A California Privacy Right in Vehicle Data
In People v. Xinos, 192 Cal. App. 4th 637 (2011) (PDF), the California Sixth District Court of Appeal ruled on a person’s privacy right in his vehicle’s sensing and diagnostic module (SDM) data. This issue is a matter of first impression in California. An SDM stores vehicle data such as engine speed, vehicle speed, throttle percentage, braking, vehicle deceleration, airbag deployment, and the status of restraint systems. These devices are also termed event data recorders (EDRs). George Xinos hit and killed a pedestrian with his SUV while he was intoxicated and driving at 60 miles per hour. His SDM module recorded 5 seconds of data preceding his change in speed upon striking the pedestrian. He was convicted of vehicular manslaughter based in part on his excessive speed, which was determined from an analysis of his vehicle’s SDM data.

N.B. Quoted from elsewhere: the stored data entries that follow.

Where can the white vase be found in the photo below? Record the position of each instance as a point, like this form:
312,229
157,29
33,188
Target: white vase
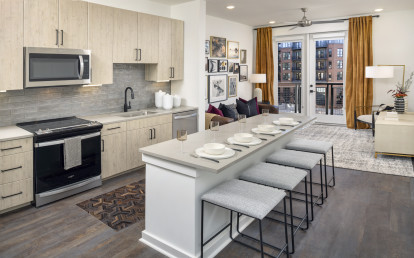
167,101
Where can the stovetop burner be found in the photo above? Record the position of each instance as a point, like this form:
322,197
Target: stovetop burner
59,125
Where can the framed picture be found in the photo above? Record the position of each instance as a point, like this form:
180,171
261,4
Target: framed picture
232,50
207,47
236,68
232,86
217,47
243,56
206,64
217,88
222,65
243,73
212,65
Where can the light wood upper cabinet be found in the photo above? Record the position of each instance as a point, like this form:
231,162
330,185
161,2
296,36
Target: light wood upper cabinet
100,42
11,45
113,154
177,49
170,50
41,23
125,36
73,24
147,38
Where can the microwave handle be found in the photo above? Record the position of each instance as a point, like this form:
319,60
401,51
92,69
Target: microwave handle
81,67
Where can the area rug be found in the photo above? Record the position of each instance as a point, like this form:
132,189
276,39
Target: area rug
354,149
119,208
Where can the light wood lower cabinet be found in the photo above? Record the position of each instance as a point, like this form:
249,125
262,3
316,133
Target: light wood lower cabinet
113,154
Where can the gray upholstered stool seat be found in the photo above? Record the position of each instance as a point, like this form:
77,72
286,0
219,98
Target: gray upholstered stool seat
273,175
250,199
297,159
309,146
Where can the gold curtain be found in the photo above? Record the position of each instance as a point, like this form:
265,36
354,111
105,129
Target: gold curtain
264,62
359,90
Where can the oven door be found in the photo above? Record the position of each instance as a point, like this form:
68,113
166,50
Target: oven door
49,163
54,67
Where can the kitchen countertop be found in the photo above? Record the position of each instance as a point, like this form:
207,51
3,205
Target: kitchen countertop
117,117
168,150
13,132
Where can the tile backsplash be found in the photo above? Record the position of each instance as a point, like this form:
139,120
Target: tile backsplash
53,102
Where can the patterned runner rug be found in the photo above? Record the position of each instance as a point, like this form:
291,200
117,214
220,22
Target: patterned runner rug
354,149
119,208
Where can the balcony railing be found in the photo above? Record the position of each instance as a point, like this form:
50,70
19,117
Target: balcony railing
329,98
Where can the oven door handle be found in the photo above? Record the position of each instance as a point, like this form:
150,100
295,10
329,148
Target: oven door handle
57,142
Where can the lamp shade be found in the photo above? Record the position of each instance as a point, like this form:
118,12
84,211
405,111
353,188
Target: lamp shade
379,72
258,78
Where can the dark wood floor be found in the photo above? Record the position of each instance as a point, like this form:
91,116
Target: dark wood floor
366,215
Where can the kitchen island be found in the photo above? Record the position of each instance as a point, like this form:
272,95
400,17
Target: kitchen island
175,183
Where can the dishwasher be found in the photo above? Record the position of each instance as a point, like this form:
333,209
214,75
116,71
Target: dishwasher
187,120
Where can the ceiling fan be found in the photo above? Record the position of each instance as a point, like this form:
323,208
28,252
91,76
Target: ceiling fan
305,22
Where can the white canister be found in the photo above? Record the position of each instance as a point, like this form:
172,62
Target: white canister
177,101
167,101
158,98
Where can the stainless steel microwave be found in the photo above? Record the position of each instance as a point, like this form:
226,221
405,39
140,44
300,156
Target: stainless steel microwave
45,67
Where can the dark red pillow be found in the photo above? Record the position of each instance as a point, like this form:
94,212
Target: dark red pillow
257,105
213,110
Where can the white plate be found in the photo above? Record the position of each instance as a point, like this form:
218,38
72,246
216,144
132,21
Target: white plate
255,141
257,130
228,153
278,123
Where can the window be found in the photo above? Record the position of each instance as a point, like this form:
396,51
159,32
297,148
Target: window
286,76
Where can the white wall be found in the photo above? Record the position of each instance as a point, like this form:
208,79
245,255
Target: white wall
393,39
234,32
191,89
143,6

The Court of Appeal in Xinos held that the defendant had a reasonable expectation of privacy under the Fourth Amendment in the digital data stored on the SDM in his vehicle. The Court held that the SDM data was protected by the Fourth Amendment because “a motorist’s subjective and reasonable expectation of privacy with regard to her or his own vehicle encompasses the digital data held in the vehicle’s SDM.” Furthermore, the Court held that the SDM data from Xinos’s vehicle was not admissible because the police did not have probable cause when they downloaded the SDM data. Probable cause exists where “the facts and circumstances within [an officer’s] knowledge and of which [he] had reasonably trustworthy information [are] sufficient in themselves to warrant a man of reasonable caution in the belief that an offense has been or is being committed, and that evidence bearing on the offense will be found in the place to be searched.” Brinegar v. U.S., 338 U.S. 160 (1949).
The Court found that the police in Xinos lacked probable cause because the “officers who conducted the download were merely complying with an unexplained request of the D.A.’s Office and believed no relevant data would be found” on the SDM. Therefore, the officers did not have probable cause because they lacked “knowledge” and “reasonably trustworthy information” that “evidence bearing on the offense will be found” in the SDM data. In future cases, although the SDM data is protected against unreasonable search under the Fourth Amendment in California, the authorities investigating a crime would only need to obtain a warrant, or anticipate the data they seek on the SDM, before they download the data.
Interpretation of the Privacy Right in Vehicle Data
In Xinos, the Court’s two significant findings on privacy rights in SDM data were: (1) Statutes that prohibit downloading SDM data “do not dictate the parameters of the Fourth Amendment”; (2) “A motorist’s subjective and reasonable expectation of privacy with regard to her or his own vehicle encompasses the digital data held in the vehicle’s SDM”; therefore, SDM data is protected by the Fourth Amendment.
The Court found that California Vehicle Code Section 9951, which proscribes use of SDM data, did not define the protection of SDM data under the Fourth Amendment. Under Section 9951, law enforcement must obtain a court order to download the data: “[SDM data] … may not be downloaded or otherwise retrieved by a person other than the registered owner of the motor vehicle, except … In response to an order of a court having jurisdiction to issue the order.” In support of its conclusion, the Court of Appeal noted that the US Supreme Court has consistently held that whether state law authorized or prohibited the search is irrelevant in determining the parameters of a search under the Fourth Amendment. See Atwater v. City of Lago Vista, 532 U.S. 318 (2001).
The Court of Appeal nevertheless concluded that the SDM data is protected by the Fourth Amendment because an SDM is an internal component of a vehicle. Under Katz v. U.S, 389 U.S. 347 (1967), an individual expectation of privacy is protected by the Fourth Amendment if the individual exhibits a subjective expectation of privacy and this subjective expectation of privacy is “one that society is prepared to recognize as ‘reasonable’.” In U.S. v. Ross, 456 U.S. 798 (1982), the Supreme Court found that motorists have a reasonable expectation of privacy to places in their vehicle where there is no probable cause to search.
The California Sixth District Court of Appeal expanded the personal privacy rights of motorists when it held that drivers have a reasonable expectation of privacy under the Fourth Amendment on their SDM data. This is a fortunate ruling for drivers as, in general, they are unaware that car manufacturers have been surreptitiously installing SDMs and EDRs in automobiles since the early 1990s. The Court may have circumscribed its holding by noting that the data was created by the vehicle and for the vehicle’s operation: “[t]he precision data recorded by the SDM was generated by [defendant’s] own vehicle for its systems operations.” Therefore, the holding may not encompass user generated data or data not tied to the vehicle’s systems operations. In light of the proliferation of digital monitoring devices in automobiles it remains to be seen how other courts will assess the privacy rights found in this ruling.